Les réponses permettront d'évaluer leur tolérance au risque. Mais attention, car tout cela demeure théorique. «C'est uniquement par l'expérience que vous découvrirez votre vraie tolérance au risque», prévient Martin Dupras.

Le risque du manque à gagner

Lorsque l'on évalue le résultat de ses placements en fonction de ses objectifs, il ne faut pas se contenter de regarder les rendements des différents titres qui composent le portefeuille. Il faut aussi se questionner sur le manque à gagner que l'on a peut-être subi, à cause d'une stratégie mal adaptée.

C'est pourquoi le risque doit se mesurer en fonction du rendement qu'il procure, explique Martin Dupras. Le risque n'est pas étranger au rendement. Dans les faits, le rendement est généralement proportionnel au risque que l'on a accepté de prendre. "Avoir une aversion trop grande envers le risque devient un risque en soi, car il pourrait vous priver de réaliser vos objectifs à plus long terme", dit M. Dupras.

C'est pourquoi il faut éviter de gérer ses placements de façon émotive. En 2009, après deux ou trois trimestres de baisse, le risque était de ne pas tenir le coup, de vendre ses actifs plus risqués et d'adopter une approche beaucoup trop conservatrice.

Une bonne compréhension du risque est essentielle au succès des investisseurs. "La pire erreur est de ne pas avoir prévu le changement d'environnement, de paniquer, et d'apporter des changements inappropriés à son portefeuille", dit Patricio Domingo, de RBC Gestion de patrimoine.

Les objectifs d'abord

Bien que la tolérance au risque demeure en tout temps un facteur important, bâtir un portefeuille commence d'abord par l'établissement des objectifs.

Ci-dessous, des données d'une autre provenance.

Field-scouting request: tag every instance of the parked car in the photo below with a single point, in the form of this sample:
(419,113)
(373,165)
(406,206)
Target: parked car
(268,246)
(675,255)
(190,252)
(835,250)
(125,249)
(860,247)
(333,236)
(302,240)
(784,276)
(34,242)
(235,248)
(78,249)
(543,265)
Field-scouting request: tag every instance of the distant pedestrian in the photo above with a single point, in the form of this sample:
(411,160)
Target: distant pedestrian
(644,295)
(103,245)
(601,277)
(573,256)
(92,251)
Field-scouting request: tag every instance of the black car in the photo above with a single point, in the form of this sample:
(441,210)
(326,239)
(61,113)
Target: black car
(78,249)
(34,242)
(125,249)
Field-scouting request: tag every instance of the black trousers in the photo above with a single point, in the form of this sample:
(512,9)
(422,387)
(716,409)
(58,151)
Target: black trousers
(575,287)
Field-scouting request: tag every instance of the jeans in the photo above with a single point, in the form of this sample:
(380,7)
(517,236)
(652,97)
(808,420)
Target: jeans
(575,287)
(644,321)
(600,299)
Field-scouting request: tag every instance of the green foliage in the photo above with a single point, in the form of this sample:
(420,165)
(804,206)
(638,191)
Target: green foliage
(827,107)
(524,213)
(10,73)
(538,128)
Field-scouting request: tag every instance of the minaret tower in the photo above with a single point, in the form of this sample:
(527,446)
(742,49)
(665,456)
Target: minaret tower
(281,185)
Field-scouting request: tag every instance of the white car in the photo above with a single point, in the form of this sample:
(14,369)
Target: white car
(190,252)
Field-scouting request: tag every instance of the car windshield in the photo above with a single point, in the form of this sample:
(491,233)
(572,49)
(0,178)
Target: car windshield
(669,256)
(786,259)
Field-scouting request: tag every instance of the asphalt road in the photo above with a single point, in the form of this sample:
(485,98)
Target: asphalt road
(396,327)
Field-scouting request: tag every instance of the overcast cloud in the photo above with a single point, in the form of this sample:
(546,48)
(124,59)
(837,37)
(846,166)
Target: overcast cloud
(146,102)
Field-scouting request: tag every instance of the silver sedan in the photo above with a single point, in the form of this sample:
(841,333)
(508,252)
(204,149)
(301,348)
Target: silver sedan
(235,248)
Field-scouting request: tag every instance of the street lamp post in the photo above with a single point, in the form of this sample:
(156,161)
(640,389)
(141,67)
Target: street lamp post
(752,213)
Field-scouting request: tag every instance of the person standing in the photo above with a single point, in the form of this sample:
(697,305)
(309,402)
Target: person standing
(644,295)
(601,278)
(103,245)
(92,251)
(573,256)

Les objectifs, c'est ce que le conseiller voudra d'abord connaître. Les définir permet entre autres de déterminer l'horizon de temps et les restrictions inhérentes à la composition du portefeuille, explique Martin Dupras, président de l'IQPF.

Les contraintes seront différentes selon ses objectifs. Si on vise l'accumulation du capital pour la retraite, l'horizon de placement est assez long pour ne pas avoir à se soucier d'éventuels décaissements. Le portefeuille doit inclure des titres de croissance pour assurer un rendement intéressant à long terme. Toutefois, si on souhaite épargner pour acheter sa première maison, l'horizon de temps est beaucoup plus court et l'échéance des placements doit l'être également. Le portefeuille doit donc être composé de titres peu risqués et encaissables à leur pleine valeur.

Dans la plupart des cas, les investisseurs ont plus d'un objectif. Le défi sera alors d'atteindre l'équilibre entre l'ensemble des objectifs et le risque que l'on sera prêt à accepter. Une des façons d'y arriver est de fractionner le portefeuille en fonction de chacun des objectifs, suggère Patricia Domingo, de RBC, Gestion de patrimoine. Un portefeuille pour chaque grand objectif facilitera la compréhension et la détermination du risque.